Unless otherwise notified in writing by the Customer, the Company may use personal data about the Customer for the purposes of customer administration, marketing, public relations, research and statistical analysis.

12. Confidentiality
12.1 Each party agrees and undertakes that during the term of this Agreement and thereafter it shall keep confidential and shall not use for its own purposes, nor without the prior written consent of the other party disclose to any third party, any information of a confidential nature (including, without limitation, information relating to a party’s products, operations, processes, plans or intentions, product information, know-how, design rights, trade secrets and information of commercial value) which may become known to that party from the other party (Confidential Information), unless the information is public knowledge or already known to that party at the time of disclosure or subsequently becomes public knowledge other than by breach of this Agreement or subsequently comes lawfully into the possession of that party from a third party.

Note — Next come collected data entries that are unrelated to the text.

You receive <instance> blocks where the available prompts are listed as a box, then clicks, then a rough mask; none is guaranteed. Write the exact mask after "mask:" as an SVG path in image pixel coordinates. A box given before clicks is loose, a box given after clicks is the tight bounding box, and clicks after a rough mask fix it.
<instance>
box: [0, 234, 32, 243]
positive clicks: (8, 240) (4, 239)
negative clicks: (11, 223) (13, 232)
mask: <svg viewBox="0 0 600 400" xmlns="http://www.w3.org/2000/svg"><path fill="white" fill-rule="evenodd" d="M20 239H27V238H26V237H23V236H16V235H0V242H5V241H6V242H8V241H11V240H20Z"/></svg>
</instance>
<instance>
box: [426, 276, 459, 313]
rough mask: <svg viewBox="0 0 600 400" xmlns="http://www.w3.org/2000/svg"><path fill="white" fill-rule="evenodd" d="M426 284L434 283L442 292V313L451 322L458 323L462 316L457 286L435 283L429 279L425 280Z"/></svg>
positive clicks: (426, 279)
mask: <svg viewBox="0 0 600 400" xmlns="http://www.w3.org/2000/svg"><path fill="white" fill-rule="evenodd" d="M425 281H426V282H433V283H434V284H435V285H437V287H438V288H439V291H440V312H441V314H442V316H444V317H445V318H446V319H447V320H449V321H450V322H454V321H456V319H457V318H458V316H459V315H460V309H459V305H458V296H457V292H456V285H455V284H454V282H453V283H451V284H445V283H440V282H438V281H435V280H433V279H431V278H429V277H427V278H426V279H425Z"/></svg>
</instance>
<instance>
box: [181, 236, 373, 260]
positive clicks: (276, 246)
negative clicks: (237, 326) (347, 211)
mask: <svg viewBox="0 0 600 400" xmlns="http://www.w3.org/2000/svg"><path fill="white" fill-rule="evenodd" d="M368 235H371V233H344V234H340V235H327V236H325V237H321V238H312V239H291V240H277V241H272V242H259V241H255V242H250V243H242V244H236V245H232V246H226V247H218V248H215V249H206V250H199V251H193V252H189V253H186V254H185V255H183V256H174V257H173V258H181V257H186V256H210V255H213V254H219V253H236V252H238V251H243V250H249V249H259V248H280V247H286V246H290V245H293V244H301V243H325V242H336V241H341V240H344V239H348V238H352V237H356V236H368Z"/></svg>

12.2 To the extent necessary to implement the provisions of this Agreement, each party may disclose Confidential Information to those of its employees as may be reasonably necessary or desirable, provided that before any such disclosure each party shall make those employees aware of its obligations of confidentiality under this Agreement and shall at all times procure compliance by those employees with them.

13. Notices

Any notice to be served shall be sent by first class post, fax or email. Notice shall be deemed served on the second working day after posting if posted or, if faxed or emailed, the next working day provided that valid transmissions slip or delivery receipt is received and a hard copy sent.

14. Jurisdiction and Law
These Terms shall be subject to and construed in accordance with English law and subject to the exclusive jurisdiction of the English courts.